Sometimes you will feel anchorless again, and fear will creep up your spine like spiders. But your people will hold you down again, and show you that there is nothing to fear.
“I want to live, but I don’t know how to live with myself,” you will be brave enough to say to a real person this time.
“You’re not the only one you have to live with. I am here too. I want to live with you too,” this real person will be brave enough to say back to you.
Wait for those moments. They are so precious. Don’t waste your chance to live them again and again, even if they look nothing like the last one and the one before.
Fiction looks like scratching the surface without anyone knowing what hides beneath. It’s clean, private and intriguing. This feels more like twisting a knife inside a bleeding wound and making you watch. But the beauty of it lies in the fact that it is honest, raw and, if you listen closely, you may find it has healing powers.
Not every story I find myself in is mine to tell, and this is a challenging aspect of writing about a life. There are things I cannot confess, wrapped up in others too tightly to be untangled – but even writing around them this carefully frees me. The sooner you deal, the sooner you’ll heal, right? I’d better be right.

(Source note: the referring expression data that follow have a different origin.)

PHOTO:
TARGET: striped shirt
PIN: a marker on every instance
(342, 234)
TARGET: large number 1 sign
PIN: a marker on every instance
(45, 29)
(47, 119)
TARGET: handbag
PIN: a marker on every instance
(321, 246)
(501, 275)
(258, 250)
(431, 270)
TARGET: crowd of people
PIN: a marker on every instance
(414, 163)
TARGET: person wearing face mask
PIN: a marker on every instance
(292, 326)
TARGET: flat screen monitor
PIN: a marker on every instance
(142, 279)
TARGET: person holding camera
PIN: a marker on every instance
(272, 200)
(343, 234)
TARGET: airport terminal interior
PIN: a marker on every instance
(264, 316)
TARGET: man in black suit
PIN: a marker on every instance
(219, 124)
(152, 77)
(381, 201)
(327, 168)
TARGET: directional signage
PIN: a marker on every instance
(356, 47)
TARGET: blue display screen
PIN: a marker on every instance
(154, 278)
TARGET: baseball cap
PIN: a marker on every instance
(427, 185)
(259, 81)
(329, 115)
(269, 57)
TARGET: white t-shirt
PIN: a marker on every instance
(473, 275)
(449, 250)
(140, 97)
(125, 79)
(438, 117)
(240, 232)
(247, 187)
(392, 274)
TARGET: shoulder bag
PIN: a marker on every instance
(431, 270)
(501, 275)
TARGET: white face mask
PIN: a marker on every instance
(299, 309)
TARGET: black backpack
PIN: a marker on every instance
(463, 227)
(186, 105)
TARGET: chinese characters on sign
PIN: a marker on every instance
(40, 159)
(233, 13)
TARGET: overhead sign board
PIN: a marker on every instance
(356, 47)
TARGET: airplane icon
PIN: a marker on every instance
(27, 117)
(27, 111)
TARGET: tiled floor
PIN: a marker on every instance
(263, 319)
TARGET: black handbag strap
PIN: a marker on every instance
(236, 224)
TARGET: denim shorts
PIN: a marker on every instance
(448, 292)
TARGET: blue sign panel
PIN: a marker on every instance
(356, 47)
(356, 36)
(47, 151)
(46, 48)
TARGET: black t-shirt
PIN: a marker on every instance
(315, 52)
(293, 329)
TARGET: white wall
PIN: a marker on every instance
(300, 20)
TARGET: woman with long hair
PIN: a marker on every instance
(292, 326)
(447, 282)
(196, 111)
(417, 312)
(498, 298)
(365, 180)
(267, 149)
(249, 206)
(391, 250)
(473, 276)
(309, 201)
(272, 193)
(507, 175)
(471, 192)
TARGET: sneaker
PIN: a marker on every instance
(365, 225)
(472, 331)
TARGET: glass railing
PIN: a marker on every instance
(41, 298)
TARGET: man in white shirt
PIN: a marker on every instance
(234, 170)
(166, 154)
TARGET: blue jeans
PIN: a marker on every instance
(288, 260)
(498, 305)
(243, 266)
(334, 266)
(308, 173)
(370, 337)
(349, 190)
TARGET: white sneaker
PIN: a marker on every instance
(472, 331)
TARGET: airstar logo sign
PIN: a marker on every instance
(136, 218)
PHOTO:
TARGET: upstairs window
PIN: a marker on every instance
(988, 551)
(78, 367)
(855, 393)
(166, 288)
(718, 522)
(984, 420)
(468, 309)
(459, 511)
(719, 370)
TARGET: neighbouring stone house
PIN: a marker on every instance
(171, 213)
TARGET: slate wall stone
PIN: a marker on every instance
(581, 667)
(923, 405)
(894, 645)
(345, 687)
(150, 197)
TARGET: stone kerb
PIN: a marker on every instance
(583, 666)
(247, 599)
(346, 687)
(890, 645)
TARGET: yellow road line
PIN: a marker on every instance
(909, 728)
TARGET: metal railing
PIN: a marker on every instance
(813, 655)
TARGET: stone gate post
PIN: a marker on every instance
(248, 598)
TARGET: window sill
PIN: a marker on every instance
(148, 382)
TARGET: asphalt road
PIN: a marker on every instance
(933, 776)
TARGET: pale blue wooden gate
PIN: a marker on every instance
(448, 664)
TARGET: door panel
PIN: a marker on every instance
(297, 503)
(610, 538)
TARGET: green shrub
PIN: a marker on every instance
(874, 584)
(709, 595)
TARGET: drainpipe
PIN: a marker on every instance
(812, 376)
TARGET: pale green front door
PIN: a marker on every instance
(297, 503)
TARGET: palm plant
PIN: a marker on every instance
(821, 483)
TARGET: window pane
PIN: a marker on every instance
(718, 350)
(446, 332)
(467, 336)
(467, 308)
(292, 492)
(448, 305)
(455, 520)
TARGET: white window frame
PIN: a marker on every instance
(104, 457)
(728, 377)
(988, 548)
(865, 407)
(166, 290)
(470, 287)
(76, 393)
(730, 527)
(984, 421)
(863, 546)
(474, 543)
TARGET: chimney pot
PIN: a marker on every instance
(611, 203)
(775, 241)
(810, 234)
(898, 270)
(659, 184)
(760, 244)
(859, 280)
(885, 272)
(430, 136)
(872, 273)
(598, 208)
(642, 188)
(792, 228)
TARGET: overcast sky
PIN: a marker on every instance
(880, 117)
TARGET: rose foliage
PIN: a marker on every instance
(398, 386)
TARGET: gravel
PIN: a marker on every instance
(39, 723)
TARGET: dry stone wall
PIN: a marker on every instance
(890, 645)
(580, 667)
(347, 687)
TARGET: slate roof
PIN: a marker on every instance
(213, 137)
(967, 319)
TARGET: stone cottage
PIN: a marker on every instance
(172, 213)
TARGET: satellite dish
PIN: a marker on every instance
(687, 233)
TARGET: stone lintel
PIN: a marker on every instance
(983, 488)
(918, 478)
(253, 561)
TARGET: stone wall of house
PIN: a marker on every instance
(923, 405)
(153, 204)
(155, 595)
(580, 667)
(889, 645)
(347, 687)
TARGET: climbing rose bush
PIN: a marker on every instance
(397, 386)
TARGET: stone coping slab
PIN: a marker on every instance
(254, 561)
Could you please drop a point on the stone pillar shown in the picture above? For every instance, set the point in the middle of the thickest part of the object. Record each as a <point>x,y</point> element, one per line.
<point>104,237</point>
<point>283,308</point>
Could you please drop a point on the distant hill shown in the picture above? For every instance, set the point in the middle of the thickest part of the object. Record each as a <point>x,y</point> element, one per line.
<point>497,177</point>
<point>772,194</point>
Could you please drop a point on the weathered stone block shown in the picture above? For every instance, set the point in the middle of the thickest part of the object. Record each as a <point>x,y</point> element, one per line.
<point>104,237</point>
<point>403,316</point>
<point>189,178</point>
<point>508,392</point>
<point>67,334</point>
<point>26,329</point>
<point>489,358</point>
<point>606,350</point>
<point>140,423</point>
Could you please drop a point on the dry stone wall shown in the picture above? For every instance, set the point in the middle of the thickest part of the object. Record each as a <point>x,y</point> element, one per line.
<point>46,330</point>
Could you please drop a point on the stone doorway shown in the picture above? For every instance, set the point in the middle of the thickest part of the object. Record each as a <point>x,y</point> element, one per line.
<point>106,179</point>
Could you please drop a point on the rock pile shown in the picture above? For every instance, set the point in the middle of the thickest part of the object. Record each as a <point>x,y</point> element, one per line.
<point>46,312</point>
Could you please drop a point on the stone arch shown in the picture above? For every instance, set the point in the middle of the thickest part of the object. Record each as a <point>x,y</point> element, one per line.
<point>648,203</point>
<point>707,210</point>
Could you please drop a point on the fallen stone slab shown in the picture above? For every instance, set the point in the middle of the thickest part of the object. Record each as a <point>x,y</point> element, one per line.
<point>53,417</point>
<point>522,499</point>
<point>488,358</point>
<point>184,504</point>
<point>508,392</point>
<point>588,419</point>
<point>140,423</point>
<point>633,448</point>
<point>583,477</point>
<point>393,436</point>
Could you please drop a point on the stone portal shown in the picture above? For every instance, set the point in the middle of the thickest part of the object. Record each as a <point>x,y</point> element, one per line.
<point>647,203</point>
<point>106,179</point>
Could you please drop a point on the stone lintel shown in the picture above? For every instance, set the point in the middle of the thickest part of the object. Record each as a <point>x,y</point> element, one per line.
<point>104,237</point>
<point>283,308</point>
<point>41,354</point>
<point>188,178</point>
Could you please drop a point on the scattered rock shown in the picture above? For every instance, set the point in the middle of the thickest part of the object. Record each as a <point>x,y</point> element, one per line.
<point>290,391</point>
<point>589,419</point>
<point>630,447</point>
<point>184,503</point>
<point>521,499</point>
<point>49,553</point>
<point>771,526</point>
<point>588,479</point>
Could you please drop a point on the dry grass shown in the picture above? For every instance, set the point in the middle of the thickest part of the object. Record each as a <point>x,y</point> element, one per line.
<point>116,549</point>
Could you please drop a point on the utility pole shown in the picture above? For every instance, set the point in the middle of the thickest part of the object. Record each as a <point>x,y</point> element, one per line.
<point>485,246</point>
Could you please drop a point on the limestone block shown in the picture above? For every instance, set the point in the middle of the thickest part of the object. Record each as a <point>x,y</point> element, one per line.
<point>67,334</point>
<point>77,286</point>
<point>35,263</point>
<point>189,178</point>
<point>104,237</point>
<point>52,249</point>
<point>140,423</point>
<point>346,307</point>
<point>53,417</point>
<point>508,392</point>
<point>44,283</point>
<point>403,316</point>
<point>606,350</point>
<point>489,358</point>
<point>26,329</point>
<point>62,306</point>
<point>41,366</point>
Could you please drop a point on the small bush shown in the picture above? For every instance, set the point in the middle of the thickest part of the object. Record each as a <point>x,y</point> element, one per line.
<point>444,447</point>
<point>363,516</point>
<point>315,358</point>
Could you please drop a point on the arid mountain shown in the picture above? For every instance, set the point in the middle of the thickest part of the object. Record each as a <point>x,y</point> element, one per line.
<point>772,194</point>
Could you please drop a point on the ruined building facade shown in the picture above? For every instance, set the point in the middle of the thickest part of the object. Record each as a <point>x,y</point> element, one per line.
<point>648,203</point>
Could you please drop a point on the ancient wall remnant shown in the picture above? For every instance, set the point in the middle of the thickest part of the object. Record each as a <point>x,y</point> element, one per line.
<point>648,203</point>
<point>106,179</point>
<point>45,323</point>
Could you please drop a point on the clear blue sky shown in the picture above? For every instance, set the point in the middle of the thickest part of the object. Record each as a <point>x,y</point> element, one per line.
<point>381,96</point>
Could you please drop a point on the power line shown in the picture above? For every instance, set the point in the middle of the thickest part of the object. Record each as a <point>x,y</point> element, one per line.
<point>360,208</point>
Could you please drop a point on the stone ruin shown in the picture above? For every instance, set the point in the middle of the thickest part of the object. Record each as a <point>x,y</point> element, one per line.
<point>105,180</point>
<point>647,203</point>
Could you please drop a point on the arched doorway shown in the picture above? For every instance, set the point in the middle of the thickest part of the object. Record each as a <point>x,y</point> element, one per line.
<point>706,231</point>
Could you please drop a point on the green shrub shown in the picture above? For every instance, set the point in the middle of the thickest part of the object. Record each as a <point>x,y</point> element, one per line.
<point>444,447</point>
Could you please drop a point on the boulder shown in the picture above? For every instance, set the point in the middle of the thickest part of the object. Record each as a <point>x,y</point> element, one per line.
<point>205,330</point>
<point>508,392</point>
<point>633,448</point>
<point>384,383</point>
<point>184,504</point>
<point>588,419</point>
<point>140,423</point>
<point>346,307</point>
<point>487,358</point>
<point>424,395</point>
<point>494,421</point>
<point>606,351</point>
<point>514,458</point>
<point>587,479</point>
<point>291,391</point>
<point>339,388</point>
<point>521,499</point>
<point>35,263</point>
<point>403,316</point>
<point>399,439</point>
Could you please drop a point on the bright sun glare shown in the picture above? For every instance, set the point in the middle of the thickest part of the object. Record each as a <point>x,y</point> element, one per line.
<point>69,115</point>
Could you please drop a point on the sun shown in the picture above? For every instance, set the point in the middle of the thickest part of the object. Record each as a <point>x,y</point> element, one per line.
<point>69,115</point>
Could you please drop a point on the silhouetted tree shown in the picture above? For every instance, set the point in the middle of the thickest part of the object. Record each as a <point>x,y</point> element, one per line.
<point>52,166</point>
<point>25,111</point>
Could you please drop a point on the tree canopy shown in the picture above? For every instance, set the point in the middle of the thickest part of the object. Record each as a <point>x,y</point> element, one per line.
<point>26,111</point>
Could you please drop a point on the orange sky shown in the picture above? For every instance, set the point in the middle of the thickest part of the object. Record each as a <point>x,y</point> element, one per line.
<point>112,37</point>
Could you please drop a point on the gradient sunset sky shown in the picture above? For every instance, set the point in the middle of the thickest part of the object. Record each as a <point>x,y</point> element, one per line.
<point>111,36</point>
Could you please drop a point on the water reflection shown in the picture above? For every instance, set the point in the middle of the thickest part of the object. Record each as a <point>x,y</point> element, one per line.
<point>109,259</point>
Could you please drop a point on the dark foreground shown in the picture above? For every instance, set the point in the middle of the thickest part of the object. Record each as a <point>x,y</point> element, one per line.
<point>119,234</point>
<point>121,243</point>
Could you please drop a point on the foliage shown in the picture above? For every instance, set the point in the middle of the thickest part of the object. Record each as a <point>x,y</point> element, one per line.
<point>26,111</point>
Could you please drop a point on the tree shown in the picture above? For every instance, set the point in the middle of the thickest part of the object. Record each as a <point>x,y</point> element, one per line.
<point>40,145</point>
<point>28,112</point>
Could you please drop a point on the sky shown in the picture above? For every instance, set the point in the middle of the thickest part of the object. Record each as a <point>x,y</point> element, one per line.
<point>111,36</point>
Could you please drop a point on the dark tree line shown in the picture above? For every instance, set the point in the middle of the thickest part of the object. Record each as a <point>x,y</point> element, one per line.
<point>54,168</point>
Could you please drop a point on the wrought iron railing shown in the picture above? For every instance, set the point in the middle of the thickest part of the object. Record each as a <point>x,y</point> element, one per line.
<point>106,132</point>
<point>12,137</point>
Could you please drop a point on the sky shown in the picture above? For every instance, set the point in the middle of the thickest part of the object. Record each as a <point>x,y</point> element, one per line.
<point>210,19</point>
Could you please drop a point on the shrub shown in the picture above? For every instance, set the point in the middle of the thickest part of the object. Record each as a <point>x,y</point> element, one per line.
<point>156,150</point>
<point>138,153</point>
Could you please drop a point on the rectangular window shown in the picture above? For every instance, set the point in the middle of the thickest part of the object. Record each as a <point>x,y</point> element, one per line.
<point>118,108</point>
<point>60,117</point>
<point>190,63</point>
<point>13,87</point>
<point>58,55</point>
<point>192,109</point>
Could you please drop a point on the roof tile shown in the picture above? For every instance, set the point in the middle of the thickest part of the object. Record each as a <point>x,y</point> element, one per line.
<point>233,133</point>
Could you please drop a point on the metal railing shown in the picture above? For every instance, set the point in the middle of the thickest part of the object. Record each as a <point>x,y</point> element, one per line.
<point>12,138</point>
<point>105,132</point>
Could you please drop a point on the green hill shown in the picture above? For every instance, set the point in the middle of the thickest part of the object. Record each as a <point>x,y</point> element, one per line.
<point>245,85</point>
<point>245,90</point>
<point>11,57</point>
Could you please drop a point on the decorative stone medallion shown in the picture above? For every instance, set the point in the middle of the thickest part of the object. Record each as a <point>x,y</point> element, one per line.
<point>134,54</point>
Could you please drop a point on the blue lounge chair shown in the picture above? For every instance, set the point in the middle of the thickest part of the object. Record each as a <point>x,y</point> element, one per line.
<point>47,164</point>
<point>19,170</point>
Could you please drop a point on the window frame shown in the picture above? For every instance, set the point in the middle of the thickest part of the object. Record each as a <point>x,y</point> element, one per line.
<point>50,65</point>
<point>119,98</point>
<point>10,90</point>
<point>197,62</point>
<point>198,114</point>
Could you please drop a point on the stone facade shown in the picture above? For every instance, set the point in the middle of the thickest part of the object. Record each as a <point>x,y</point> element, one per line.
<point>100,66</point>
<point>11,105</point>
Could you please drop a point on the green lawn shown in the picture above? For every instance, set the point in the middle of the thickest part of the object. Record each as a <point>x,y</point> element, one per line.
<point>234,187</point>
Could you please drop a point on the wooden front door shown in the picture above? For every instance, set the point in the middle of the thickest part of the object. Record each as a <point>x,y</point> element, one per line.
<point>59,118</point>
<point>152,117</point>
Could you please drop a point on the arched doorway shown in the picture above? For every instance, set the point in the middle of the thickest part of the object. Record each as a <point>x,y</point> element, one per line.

In my experience, storytellers are some of the most sensitive, intelligent, emotive and intentional in the world. But people with such emotional strength require twice as much fuel (/love) to fill their tanks, and can be the hardest to love. Being one fills me up with pride regardless. Telling my stories is a very particular type of kindness that I can and I want to extend to myself and to others.
The vulnerability paradox says that vulnerability is the first thing I look for in you, and the last thing I want you to see in me. But to that I finally say that, if I learn so much from what other writers share, I too will gladly lay it all out for other readers. No names, though. And no pictures. Not unless they’re really, really blurry.